Collecting google-cloud-dataflow (from -r requirements.txt (line 1))
  File was already downloaded /tmp/dataflow-requirements-cache/google-cloud-dataflow-0.4.1.zip
Collecting google-api-python-client (from -r requirements.txt (line 2))
  File was already downloaded /tmp/dataflow-requirements-cache/google-api-python-client-1.5.3.zip
Collecting avro>=1.7.7 (from google-cloud-dataflow->-r requirements.txt (line 1))
  File was already downloaded /tmp/dataflow-requirements-cache/avro-1.8.1.tar.gz
Collecting dill>=0.2.5 (from google-cloud-dataflow->-r requirements.txt (line 1))
  File was already downloaded /tmp/dataflow-requirements-cache/dill-0.2.5.tgz
Collecting google-apitools>=0.5.2 (from google-cloud-dataflow->-r requirements.txt (line 1))
  File was already downloaded /tmp/dataflow-requirements-cache/google-apitools-0.5.4.zip
Collecting httplib2>=0.8 (from google-cloud-dataflow->-r requirements.txt (line 1))
  File was already downloaded /tmp/dataflow-requirements-cache/httplib2-0.9.2.zip
Collecting mock>=1.0.1 (from google-cloud-dataflow->-r requirements.txt (line 1))
  File was already downloaded /tmp/dataflow-requirements-cache/mock-2.0.0.tar.gz
Collecting oauth2client>=2.0.1 (from google-cloud-dataflow->-r requirements.txt (line 1))
  File was already downloaded /tmp/dataflow-requirements-cache/oauth2client-3.0.0.tar.gz
Collecting protorpc>=0.9.1 (from google-cloud-dataflow->-r requirements.txt (line 1))
  File was already downloaded /tmp/dataflow-requirements-cache/protorpc-0.11.1.zip
Collecting python-gflags>=2.0 (from google-cloud-dataflow->-r requirements.txt (line 1))
  File was already downloaded /tmp/dataflow-requirements-cache/python-gflags-3.0.6.tar.gz
Collecting pyyaml>=3.10 (from google-cloud-dataflow->-r requirements.txt (line 1))
  File was already downloaded /tmp/dataflow-requirements-cache/PyYAML-3.12.tar.gz
Collecting six<2,>=1.6.1 (from google-api-python-client->-r requirements.txt (line 2))
  File was already downloaded /tmp/dataflow-requirements-cache/six-1.10.0.tar.gz
Collecting uritemplate<1,>=0.6 (from google-api-python-client->-r requirements.txt (line 2))

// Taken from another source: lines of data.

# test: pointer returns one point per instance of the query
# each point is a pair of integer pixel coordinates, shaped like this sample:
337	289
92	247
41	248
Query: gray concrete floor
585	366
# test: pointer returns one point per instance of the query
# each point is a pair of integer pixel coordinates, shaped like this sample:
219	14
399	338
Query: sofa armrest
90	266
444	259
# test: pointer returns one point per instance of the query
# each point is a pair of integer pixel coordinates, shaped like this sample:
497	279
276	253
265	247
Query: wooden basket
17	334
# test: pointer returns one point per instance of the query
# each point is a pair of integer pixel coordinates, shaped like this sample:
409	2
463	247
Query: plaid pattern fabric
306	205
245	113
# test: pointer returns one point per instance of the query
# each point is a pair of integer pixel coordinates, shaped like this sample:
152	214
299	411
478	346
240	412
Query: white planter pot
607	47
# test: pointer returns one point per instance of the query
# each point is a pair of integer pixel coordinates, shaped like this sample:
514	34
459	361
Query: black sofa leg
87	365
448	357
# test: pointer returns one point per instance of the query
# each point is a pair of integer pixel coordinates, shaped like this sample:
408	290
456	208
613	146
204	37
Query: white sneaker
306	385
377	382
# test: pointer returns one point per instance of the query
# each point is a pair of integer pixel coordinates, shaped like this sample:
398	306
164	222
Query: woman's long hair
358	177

  File was already downloaded /tmp/dataflow-requirements-cache/uritemplate-0.6.tar.gz
Collecting setuptools>=18.5 (from google-apitools>=0.5.2->google-cloud-dataflow->-r requirements.txt (line 1))
  File was already downloaded /tmp/dataflow-requirements-cache/setuptools-26.1.1.tar.gz
Collecting funcsigs>=1 (from mock>=1.0.1->google-cloud-dataflow->-r requirements.txt (line 1))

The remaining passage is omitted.